Stopped Spotify from Surveilling Your Emotions

Called B.S. On Using Intellectual Property Restrictions to Deny People COVID Vaccines and Digital Books
From Fight for the Future’s beginning, we have fought against efforts by copyright maximalists to control and censor content. This year, we’ve joined forces with the new Library Futures project to champion and defend public libraries in the digital age and called out Amazon’s attacks on libraries. Our work to sound the alarm helped lead to major coverage and a Congressional letter. We also pushed back against academic journals that sought to install spyware to punish students for using free and better websites to access research papers.
We were among the first to speak out against the duplicitous Journalism, Competition and Preservation Act (JCPA), legislation that would basically funnel Facebook money into News Corp hands, while eroding fair use law and leaving local independent journalism out in the cold.
Copyright became a major issue when it comes to COVID-19 vaccine, testing, and treatment, with organizations like the RIAA ghoulishly lobbying against a WTO measure to waive intellectual property rights in order to make lifesaving COVID vaccines and treatments available globally. So we organized a “No COVID in our name” letter from more than 70 artists, authors and entertainers including Kathleen Hanna, Stephen Fry, Debra Messing, Alyssa Milano, and Neil Gaiman, and continue to gather more signers to refute these claims that stopping the spread of COVID is bad for creators.
Finally, we launched EndCreativeMonopolies.com. This hub site is the foundation of our growing work in the movement to reimagine our laws to serve the interests of creators and the public, not mega-corporations and their investors. End Creative Monopolies starts with the public’s growing understanding of the harms of monopolies and big tech, and applies that lens to the myth of the starving artist across creative mediums—from musicians and authors to streamers and photographers.
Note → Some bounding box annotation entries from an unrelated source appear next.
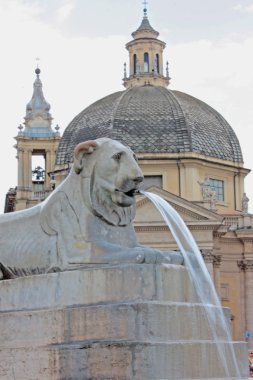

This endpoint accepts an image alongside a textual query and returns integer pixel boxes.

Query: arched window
[144,53,149,73]
[134,54,137,74]
[156,54,160,74]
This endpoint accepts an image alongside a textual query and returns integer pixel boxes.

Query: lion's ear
[74,140,98,174]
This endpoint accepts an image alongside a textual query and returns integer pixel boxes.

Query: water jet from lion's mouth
[139,190,242,379]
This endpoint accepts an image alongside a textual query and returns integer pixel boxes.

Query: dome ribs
[56,85,243,165]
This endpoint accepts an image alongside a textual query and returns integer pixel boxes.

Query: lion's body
[0,139,182,273]
[0,140,146,269]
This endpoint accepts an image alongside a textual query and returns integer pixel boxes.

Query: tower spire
[142,0,148,17]
[123,5,170,88]
[25,64,52,133]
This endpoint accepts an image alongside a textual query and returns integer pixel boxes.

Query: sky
[0,0,253,213]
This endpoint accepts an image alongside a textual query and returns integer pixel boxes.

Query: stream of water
[141,191,241,379]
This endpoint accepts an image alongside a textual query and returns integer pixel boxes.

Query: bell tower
[123,1,170,88]
[15,67,60,211]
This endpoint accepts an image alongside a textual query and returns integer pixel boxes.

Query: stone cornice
[134,223,219,232]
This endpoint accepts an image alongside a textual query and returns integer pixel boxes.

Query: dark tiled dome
[56,86,243,164]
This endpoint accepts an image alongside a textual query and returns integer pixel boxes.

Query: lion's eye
[112,152,122,161]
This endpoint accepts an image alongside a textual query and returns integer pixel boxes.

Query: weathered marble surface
[0,264,247,380]
[0,138,182,278]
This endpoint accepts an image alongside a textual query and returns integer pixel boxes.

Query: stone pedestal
[0,265,248,380]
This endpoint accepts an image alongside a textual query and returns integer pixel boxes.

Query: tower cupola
[23,67,55,137]
[123,2,170,88]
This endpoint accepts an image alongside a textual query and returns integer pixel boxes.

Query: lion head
[74,138,143,226]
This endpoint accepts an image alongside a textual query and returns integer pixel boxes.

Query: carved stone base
[0,264,248,380]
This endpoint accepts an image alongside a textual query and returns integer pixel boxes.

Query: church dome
[56,85,243,165]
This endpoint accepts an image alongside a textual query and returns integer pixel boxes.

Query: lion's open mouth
[124,189,136,197]
[114,188,137,207]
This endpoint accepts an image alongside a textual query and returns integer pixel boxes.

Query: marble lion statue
[0,138,182,278]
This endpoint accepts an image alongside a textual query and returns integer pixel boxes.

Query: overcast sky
[0,0,253,212]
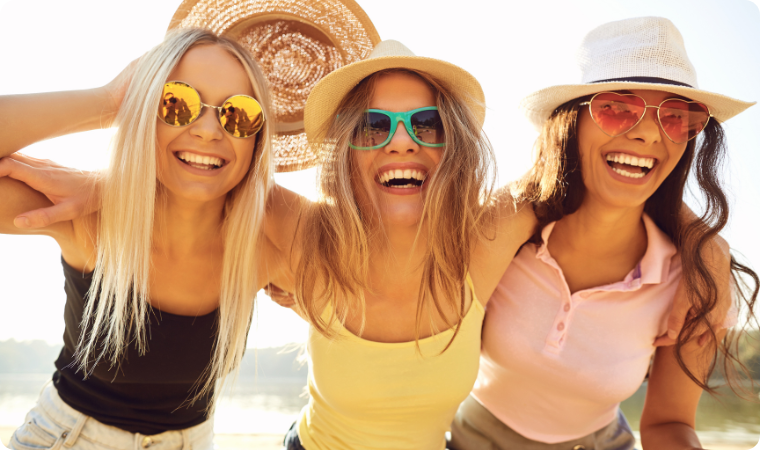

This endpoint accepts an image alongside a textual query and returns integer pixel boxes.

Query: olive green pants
[448,396,636,450]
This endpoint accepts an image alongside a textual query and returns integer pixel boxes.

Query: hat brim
[169,0,380,172]
[304,56,486,144]
[520,81,756,131]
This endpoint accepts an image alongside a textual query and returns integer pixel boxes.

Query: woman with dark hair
[451,17,757,450]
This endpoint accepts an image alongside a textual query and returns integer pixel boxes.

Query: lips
[605,152,658,180]
[174,150,227,170]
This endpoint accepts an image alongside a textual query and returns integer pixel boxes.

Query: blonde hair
[77,29,273,409]
[296,69,495,350]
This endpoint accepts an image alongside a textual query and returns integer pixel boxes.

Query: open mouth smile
[174,151,227,170]
[377,169,427,189]
[606,153,657,179]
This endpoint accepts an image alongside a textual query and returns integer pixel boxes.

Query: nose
[626,108,663,144]
[190,107,224,141]
[383,120,420,155]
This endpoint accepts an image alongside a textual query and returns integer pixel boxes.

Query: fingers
[13,203,78,228]
[0,156,50,193]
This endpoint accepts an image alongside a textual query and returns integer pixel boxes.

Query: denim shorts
[448,396,636,450]
[9,384,214,450]
[282,422,306,450]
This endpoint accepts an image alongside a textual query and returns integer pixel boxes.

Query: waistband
[37,384,214,450]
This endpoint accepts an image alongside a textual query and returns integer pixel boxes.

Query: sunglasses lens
[411,110,444,144]
[219,95,264,138]
[589,92,646,136]
[659,99,710,144]
[158,81,201,127]
[351,112,391,148]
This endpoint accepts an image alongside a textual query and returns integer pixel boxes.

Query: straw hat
[169,0,380,172]
[520,17,755,130]
[304,40,486,144]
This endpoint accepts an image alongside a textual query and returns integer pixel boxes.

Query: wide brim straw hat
[304,40,486,144]
[169,0,380,172]
[520,17,755,130]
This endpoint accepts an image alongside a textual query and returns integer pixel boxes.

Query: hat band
[591,77,694,89]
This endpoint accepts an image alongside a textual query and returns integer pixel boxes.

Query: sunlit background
[0,0,760,446]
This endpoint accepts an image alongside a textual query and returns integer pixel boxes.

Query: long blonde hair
[296,69,495,350]
[77,29,273,408]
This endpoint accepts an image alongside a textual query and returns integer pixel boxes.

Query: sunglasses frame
[348,106,446,150]
[156,80,267,139]
[579,91,713,144]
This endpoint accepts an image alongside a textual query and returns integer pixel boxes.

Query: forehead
[167,45,254,105]
[369,72,436,112]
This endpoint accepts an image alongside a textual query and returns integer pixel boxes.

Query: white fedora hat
[520,17,755,130]
[304,40,486,144]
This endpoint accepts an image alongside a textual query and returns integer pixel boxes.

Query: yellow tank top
[298,275,485,450]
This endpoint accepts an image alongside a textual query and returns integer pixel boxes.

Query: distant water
[0,374,760,442]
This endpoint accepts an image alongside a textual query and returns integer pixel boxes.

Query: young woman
[268,41,533,450]
[0,29,273,450]
[5,25,740,450]
[451,17,757,450]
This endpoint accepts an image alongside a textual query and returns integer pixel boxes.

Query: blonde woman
[4,41,736,450]
[0,29,273,450]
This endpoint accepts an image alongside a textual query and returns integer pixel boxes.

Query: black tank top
[53,258,218,435]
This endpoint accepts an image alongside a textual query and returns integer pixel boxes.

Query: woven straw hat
[304,40,486,144]
[520,17,755,130]
[169,0,380,172]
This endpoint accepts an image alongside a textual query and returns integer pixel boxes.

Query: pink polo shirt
[472,215,681,443]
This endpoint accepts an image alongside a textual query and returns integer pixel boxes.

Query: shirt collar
[536,214,677,284]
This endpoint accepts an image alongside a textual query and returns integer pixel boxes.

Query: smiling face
[351,73,443,227]
[578,90,687,213]
[156,45,256,202]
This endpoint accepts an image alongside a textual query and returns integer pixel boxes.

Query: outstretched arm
[641,329,726,450]
[0,60,138,158]
[654,206,731,346]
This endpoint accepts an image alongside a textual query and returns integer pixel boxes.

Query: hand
[654,236,733,347]
[0,153,100,228]
[264,283,296,308]
[102,56,142,125]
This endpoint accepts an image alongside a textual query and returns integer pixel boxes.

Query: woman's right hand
[0,153,100,229]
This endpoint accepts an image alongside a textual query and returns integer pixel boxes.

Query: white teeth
[606,153,654,169]
[177,152,224,168]
[377,169,426,188]
[612,167,644,178]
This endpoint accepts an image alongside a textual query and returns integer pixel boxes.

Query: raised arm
[470,186,537,305]
[0,60,137,158]
[640,329,726,450]
[655,205,732,346]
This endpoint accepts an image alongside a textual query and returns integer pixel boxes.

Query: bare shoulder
[264,184,311,252]
[470,189,537,305]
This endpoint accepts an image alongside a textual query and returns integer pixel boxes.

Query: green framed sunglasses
[348,106,446,150]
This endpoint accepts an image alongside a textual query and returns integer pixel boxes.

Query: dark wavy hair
[516,96,760,393]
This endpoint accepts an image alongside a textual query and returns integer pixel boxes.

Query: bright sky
[0,0,760,347]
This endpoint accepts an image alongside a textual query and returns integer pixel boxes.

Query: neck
[549,196,647,258]
[153,190,225,258]
[369,221,427,293]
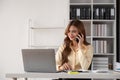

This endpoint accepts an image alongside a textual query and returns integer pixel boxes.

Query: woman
[56,20,93,80]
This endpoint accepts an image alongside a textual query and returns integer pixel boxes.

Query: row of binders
[93,7,115,20]
[93,24,112,36]
[93,57,109,70]
[70,7,115,20]
[93,40,108,54]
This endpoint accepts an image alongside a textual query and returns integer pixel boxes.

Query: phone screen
[76,33,82,43]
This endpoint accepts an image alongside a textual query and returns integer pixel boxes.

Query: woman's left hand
[77,34,84,49]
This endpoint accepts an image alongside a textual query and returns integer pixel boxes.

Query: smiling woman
[56,20,93,80]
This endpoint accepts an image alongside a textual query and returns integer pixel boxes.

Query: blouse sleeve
[55,44,64,71]
[77,45,93,70]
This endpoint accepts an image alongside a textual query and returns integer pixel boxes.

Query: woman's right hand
[59,63,72,70]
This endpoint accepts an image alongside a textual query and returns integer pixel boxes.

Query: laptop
[22,49,57,73]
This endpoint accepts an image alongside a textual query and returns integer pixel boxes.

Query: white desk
[6,71,120,80]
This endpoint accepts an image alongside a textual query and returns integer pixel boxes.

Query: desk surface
[6,71,120,79]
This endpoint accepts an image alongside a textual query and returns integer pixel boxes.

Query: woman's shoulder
[59,44,65,49]
[87,44,93,49]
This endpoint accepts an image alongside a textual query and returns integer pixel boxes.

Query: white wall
[0,0,68,80]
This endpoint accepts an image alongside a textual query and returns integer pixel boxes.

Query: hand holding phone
[76,33,82,43]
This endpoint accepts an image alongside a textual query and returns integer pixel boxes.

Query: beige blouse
[56,44,93,70]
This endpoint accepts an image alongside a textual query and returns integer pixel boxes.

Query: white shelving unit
[28,19,65,49]
[69,0,116,80]
[28,0,116,79]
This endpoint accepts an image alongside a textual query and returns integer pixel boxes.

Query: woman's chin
[70,39,74,41]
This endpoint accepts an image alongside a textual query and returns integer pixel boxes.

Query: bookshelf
[69,0,116,75]
[28,0,116,77]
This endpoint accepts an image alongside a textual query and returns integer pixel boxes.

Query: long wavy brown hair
[62,20,90,65]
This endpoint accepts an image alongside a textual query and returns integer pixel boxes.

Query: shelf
[70,3,91,6]
[93,36,114,38]
[86,36,91,38]
[93,53,115,56]
[30,45,59,48]
[93,19,116,22]
[93,3,116,5]
[30,27,64,29]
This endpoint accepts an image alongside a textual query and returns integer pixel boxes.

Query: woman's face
[67,26,78,41]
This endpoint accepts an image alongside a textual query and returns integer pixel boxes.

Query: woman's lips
[70,36,74,38]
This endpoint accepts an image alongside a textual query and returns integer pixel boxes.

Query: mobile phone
[76,33,82,43]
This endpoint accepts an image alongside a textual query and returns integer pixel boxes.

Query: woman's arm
[77,45,93,70]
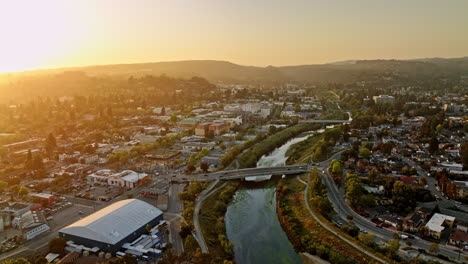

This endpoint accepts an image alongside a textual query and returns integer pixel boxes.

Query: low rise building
[426,213,455,239]
[87,169,148,189]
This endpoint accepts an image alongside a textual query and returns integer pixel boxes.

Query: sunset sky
[0,0,468,72]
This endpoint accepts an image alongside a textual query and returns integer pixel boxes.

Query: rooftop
[60,199,162,244]
[426,213,455,232]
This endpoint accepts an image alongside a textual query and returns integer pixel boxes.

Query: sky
[0,0,468,72]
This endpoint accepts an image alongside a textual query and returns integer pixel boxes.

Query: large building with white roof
[59,199,163,253]
[86,169,148,189]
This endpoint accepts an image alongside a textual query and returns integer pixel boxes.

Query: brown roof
[57,251,80,264]
[450,230,468,241]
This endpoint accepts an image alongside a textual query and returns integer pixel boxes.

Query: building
[87,169,148,189]
[195,122,211,137]
[59,199,163,253]
[372,95,395,104]
[444,103,466,114]
[208,123,229,136]
[18,211,50,240]
[426,213,455,239]
[31,193,57,205]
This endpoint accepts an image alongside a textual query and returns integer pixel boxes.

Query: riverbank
[237,124,320,168]
[277,171,377,264]
[199,181,240,263]
[286,126,342,164]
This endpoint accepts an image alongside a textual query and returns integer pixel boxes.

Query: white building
[87,169,148,189]
[426,213,455,239]
[372,95,395,104]
[16,211,50,240]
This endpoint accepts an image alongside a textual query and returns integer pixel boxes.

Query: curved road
[192,180,227,253]
[304,173,388,263]
[319,161,466,259]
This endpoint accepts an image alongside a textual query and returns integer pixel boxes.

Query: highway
[190,165,310,181]
[319,158,467,259]
[192,180,222,253]
[298,172,387,263]
[392,152,468,212]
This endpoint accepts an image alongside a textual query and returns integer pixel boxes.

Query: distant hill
[3,57,468,82]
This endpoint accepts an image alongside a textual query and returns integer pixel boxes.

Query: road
[164,184,184,255]
[187,165,310,181]
[192,180,220,253]
[0,204,94,260]
[304,173,387,263]
[319,158,467,259]
[392,152,468,212]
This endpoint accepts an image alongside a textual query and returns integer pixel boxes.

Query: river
[225,134,312,264]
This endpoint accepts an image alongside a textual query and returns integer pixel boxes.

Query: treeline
[234,124,319,168]
[277,171,372,264]
[199,181,240,264]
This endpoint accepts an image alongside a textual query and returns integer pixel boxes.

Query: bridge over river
[191,165,311,181]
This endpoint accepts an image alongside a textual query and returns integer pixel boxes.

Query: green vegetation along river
[225,136,316,264]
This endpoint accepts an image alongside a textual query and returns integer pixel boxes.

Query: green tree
[429,136,439,154]
[0,181,8,194]
[184,235,199,253]
[429,242,439,254]
[200,162,208,173]
[358,232,375,246]
[460,142,468,170]
[359,148,371,159]
[34,256,48,264]
[2,258,31,264]
[386,239,400,256]
[18,186,29,197]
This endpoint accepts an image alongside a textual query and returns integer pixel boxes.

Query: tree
[386,239,400,256]
[18,186,29,197]
[359,148,371,159]
[49,237,67,255]
[184,235,199,252]
[460,142,468,170]
[0,181,8,194]
[429,136,439,154]
[358,232,375,246]
[2,258,31,264]
[200,162,209,173]
[429,242,439,254]
[34,256,48,264]
[24,149,32,170]
[186,164,197,173]
[45,133,57,156]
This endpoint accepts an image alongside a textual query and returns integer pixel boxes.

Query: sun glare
[0,1,82,72]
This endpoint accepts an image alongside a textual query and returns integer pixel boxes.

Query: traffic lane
[322,171,464,257]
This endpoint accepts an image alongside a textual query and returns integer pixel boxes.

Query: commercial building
[86,169,148,189]
[426,213,455,239]
[59,199,163,253]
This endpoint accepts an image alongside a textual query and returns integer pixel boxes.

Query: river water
[225,134,312,264]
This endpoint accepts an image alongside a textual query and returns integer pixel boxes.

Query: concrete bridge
[191,165,310,181]
[299,119,351,124]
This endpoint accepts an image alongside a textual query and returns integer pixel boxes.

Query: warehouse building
[59,199,163,253]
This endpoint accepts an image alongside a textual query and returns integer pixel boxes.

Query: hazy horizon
[0,0,468,72]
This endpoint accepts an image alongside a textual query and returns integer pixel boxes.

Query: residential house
[426,213,455,239]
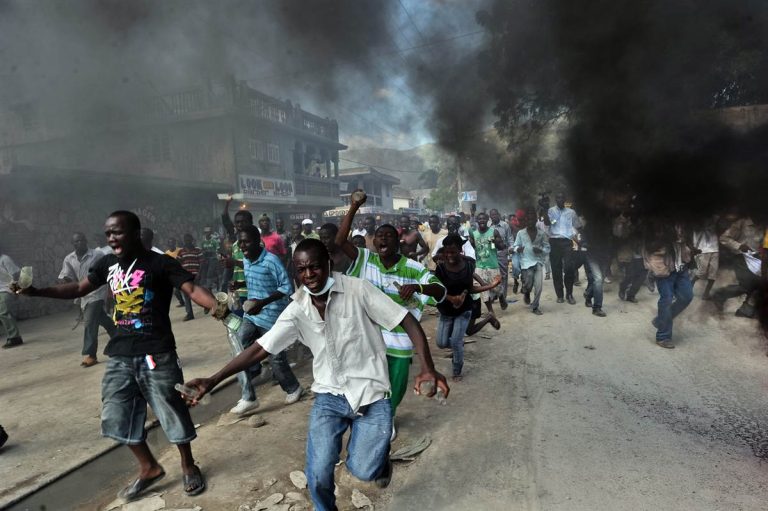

Pushed back against the expansion of Government Surveillance
In the wake of the January 6 Capitol Attack, we warned against attempts to exploit the crisis to expand surveillance programs and authoritarian policies that disproportionately target and silence communities of color and marginalized social movements.
We also celebrated the one-year anniversary of the expiration of Section 215 of the PATRIOT Act, participating in a day of action and helping to drive more than 13,000 signatures to Congress in support of privacy rights via StopThePatriotAct.org.
In solidarity with immigrant rights groups, we helped initiate a letter against calls to create a “smart wall” that would exponentially expand surveillance technology at the border.
Finally, we continue to support the Fourth Amendment is Not for Sale Act, legislation that would keep the government from purchasing your personal data that it would otherwise need a warrant to acquire.

Shared Our Playbook
One of our goals is to share our strategy of using the power of the Internet to build movements online. At the start of the year, we partnered with Georgia-based Women Engaged to support their digital strategy and comms during the Senate runoff. We helped them create a hub for their voter engagement work, advised and supported a weekly livestream, and helped elevate their Gen Z voices in the media.
As the Biden administration started to staff up, we launched NoBigTech.org with influencers including Mark Ruffalo, and drove actions and organized influencers to keep big tech out of the administration. We also continued our work with the Poor People’s Campaign, helping to create the Season of Nonviolent Action campaign page.
We’ve also been involved in advising the newly formed Union of Musicians and Allied Workers, who have been running a powerful Justice at Spotify campaign and recently organized distributed protests led by independent musicians around the world.